🤖 AI Summary
Diffusion models often produce images with missing details and structural distortions when operating under low sampling steps (e.g., 30) and weak or classifier-free guidance. To address this, we propose Historical Guidance Sampling (HiGS), a plug-and-play sampling enhancement method. HiGS introduces historical prediction differences into a momentum-based mechanism, constructing residual guidance via weighted aggregation of historical predictions and the current model output—requiring neither model fine-tuning nor architectural modification.
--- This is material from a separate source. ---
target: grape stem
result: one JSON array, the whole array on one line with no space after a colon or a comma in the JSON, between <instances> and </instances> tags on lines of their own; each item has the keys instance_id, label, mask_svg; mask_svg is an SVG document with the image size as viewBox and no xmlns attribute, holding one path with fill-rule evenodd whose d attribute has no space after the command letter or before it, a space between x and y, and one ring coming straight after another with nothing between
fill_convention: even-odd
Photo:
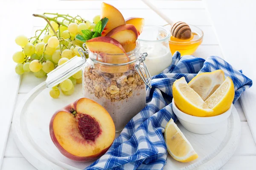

Compatible with diverse diffusion models and samplers, HiGS achieves state-of-the-art performance on ImageNet 256×256 unconditional generation: using only 30 sampling steps, it attains an FID of 1.61—the best reported result at the time. This demonstrates substantial improvements in visual fidelity, structural realism, and inference efficiency.
📝 Abstract
While diffusion models have made remarkable progress in image generation, their outputs can still appear unrealistic and lack fine details, especially when using fewer number of neural function evaluations (NFEs) or lower guidance scales. To address this issue, we propose a novel momentum-based sampling technique, termed history-guided sampling (HiGS), which enhances quality and efficiency of diffusion sampling by integrating recent model predictions into each inference step. Specifically, HiGS leverages the difference between the current prediction and a weighted average of past predictions to steer the sampling process toward more realistic outputs with better details and structure. Our approach introduces practically no additional computation and integrates seamlessly into existing diffusion frameworks, requiring neither extra training nor fine-tuning. Extensive experiments show that HiGS consistently improves image quality across diverse models and architectures and under varying sampling budgets and guidance scales. Moreover, using a pretrained SiT model, HiGS achieves a new state-of-the-art FID of 1.61 for unguided ImageNet generation at 256$ imes$256 with only 30 sampling steps (instead of the standard 250). We thus present HiGS as a plug-and-play enhancement to standard diffusion sampling that enables faster generation with higher fidelity.